[Kst] Support for NetCDF4 files: yes or no?

Fowler, Joseph W. joe.fowler at nist.gov
Mon Jan 28 21:51:35 UTC 2013


On Jan 24, 2013, at 1:20 PM, Nicolas Brisset <nicolas.brisset at free.fr<mailto:nicolas.brisset at free.fr>> wrote:

Hi Joseph,

----- Mail original -----
De: "Joseph W. Fowler" <joe.fowler at nist.gov<mailto:joe.fowler at nist.gov>>
À: kst at kde.org<mailto:kst at kde.org>
Envoyé: Jeudi 24 Janvier 2013 02:40:47
Objet: [Kst] Support for NetCDF4 files: yes or no?
The python script below makes simple NetCDF files in each of 4
flavors (provided that you have py-netCDF4 installed, of course).
My kst2 correctly recognizes the two NetCDF3 files as NetCDF, but
it recognizes the two NetCDF4 files as ASCII (which is technically
true, but unhelpful).

I am using the compiled Mac OSX disk image downloaded yesterday from
source forge, kst version 2.0.6 (Revision 1307223), on an OS 10.8
(Mountain Lion) Mac Pro.

My questions are:

1. It seems like standard kst2 doesn't read NetCDF4 files.  Is that
true?
See above, provided that you use a recent and properly built netcdf library
all versions should be recognized.


Hi Nicolas,

Thanks for the answer, and to Peter for confirming how the Mac image was built.

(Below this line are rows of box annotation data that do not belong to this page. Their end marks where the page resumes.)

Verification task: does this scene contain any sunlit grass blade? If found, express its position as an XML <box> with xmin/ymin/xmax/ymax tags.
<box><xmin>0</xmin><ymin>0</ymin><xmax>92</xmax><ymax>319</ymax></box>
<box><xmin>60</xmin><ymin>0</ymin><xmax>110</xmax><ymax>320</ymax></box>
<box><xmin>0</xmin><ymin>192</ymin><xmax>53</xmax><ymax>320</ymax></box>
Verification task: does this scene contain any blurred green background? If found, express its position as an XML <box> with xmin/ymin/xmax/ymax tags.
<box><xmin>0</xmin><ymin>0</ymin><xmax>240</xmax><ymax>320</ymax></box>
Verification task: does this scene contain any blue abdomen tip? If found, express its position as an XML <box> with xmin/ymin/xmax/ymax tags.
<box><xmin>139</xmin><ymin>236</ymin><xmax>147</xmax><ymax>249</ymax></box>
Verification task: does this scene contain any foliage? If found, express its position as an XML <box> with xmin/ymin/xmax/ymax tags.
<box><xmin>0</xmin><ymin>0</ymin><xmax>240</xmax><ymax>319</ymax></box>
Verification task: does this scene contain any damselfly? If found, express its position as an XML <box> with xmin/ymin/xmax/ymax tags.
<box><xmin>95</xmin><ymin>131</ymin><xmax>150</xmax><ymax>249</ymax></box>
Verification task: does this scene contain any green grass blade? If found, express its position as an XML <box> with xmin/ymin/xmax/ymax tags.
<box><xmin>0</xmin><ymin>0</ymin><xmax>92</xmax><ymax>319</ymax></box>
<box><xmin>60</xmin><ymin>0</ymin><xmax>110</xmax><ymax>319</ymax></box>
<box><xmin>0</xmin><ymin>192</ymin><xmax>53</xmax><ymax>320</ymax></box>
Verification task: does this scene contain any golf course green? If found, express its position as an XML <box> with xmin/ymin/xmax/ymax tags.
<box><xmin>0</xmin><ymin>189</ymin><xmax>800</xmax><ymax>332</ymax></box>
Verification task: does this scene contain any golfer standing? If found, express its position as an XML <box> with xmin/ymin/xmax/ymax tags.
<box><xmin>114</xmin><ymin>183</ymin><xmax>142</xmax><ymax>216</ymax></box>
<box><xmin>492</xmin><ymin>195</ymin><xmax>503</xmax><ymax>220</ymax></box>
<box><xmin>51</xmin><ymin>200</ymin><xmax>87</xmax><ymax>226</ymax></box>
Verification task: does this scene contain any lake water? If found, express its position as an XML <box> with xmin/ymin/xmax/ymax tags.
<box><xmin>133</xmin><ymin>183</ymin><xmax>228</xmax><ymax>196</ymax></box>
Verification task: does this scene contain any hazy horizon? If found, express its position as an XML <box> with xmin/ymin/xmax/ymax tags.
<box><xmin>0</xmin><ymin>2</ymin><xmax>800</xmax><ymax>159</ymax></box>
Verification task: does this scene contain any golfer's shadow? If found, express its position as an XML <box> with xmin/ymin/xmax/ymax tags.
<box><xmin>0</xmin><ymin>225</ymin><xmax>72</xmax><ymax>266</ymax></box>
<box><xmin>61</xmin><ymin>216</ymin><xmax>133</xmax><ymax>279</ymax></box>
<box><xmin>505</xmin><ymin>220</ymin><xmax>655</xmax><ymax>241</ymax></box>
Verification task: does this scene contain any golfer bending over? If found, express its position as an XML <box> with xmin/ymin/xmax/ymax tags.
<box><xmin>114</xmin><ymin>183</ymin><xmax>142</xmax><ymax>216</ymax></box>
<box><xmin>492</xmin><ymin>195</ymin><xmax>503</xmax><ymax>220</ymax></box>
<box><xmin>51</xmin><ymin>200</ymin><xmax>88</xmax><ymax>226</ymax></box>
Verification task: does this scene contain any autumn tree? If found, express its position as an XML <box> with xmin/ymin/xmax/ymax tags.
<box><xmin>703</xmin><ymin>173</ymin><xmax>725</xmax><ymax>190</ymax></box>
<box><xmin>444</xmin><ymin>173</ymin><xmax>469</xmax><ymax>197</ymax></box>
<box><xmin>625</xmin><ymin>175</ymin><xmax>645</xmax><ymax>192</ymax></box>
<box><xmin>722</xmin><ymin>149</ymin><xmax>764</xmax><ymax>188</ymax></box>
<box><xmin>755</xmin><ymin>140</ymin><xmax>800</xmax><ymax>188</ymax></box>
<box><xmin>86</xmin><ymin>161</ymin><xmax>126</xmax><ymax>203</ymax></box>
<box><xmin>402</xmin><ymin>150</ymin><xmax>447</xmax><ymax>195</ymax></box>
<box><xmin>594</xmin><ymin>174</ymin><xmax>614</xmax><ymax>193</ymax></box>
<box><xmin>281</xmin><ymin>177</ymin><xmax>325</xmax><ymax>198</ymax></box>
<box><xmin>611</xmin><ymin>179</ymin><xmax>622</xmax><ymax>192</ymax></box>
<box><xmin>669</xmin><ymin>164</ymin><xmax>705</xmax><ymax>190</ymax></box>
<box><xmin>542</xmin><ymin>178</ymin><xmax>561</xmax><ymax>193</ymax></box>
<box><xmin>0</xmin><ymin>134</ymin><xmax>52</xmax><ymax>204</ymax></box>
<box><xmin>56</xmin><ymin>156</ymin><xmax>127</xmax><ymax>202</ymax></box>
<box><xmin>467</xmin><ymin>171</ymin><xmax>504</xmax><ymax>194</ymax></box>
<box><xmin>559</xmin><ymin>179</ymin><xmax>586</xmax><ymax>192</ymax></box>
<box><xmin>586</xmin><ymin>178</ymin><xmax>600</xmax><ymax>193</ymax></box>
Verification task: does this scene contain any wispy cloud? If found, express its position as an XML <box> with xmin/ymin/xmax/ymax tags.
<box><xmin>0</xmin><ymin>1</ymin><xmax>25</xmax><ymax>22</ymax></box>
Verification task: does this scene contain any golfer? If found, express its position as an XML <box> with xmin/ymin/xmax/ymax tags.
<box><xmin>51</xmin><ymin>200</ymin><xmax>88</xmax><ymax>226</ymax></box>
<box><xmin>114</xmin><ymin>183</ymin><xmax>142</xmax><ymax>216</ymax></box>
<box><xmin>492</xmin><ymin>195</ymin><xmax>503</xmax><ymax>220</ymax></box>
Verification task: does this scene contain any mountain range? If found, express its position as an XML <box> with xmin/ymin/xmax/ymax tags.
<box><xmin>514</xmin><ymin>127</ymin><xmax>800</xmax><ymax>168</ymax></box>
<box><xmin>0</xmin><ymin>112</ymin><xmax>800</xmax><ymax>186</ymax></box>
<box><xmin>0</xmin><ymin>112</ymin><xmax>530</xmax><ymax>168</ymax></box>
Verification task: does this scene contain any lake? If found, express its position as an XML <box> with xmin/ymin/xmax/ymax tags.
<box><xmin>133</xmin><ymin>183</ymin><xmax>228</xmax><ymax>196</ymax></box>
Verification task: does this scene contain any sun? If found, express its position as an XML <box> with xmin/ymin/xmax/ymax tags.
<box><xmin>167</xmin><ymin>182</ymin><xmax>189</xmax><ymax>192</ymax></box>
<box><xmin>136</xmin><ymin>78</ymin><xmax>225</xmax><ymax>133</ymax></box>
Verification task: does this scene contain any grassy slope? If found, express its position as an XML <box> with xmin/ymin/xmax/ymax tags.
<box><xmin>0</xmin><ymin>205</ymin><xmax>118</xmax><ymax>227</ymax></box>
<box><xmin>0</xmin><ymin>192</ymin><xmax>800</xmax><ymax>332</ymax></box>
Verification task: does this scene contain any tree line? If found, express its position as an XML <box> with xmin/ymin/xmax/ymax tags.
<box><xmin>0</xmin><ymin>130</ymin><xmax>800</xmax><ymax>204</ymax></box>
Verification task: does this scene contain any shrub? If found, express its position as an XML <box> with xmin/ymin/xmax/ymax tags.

Unfortunately, I think all the example NetCDF files at http://www.unidata.ucar.edu/software/netcdf/examples/files.html are NetCDF-3 files.  (I downloaded 12 of the the 25 examples, and "for F in *.nc; do ncdump -k $F; done" reports that they are all "classic" format, meaning version 3.)

I converted one example file (sgpsondewnpnC1.nc) from version 3 to 4.  I used first a Python script (nc3tonc4-2.7, which is part of the Mac Ports py27-netcdf4 port) and then the example C program nccopy4.c found at UCAR http://www.unidata.ucar.edu/software/netcdf/examples/programs/  In both cases, the ncdump program reports that the resulting file was a valid NetCDF-4 file, but kst identified both as being just ASCII files.

Could the issue be as simple as a test within kst on the file magic, before the NetCDF plugin is even invoked?  Here you can see that the file magic numbers are not the same for the example NetCDF-3 file and the converted-to-version4 file:

$ od -tc sgpsondewnpnC1.nc | head -1
0000000    C   D   F 001  \0  \0  \v 207  \0  \0  \0  \n  \0  \0  \0 001
$ od -tc sgpsondewnpnC1_netcdf4.nc | head -1
0000000  211   H   D   F  \r  \n 032  \n 002  \b  \b  \0  \0  \0  \0  \0

It's just my uneducated guess, but a test on file magic could explain how Peter could link against a modern netcdf4 library, yet the version 4 file format is not recognized by kst.  I have no idea how kst chooses the file reader, but the netcdf plugin source does not seem to test file magic; it just asks the library to open the file with NcFile.  So…probably not a helpful guess, but I thought I'd mention it.


I have plenty of experience with the getdata dirfiles, and I think my best approach now is to figure out how to make them work for me and just forget about NetCDF.  But for the kst maintainers, it might be useful to know that the UCAR example files don't seem to exercise kst's ability to read NetCDF-4.  Not as far as I can tell.


On a separate issue, I wrote:

3. Another thread on this mailing list seemed to state that NetCDF files cannot be used in live (streaming) mode.  True?

False!  I don't want to leave this malicious rumor on your mailing list archives without debunking it.  I'm not sure why this seemed true to me last week, but today I had no trouble reading NetCDF-3 files in streaming mode.  That is, it works provided (1) that I had the NetCDF file writer call the sync() from the NetCDF API to flush data to disk regularly, and (2) that I told the kst data wizard to use Change Detection as the update type.  (I must have missed one of these requirements in my earlier test.)


Anyway, great work, team kst.  It is even more sweet now than it was when I last used it 4 years ago.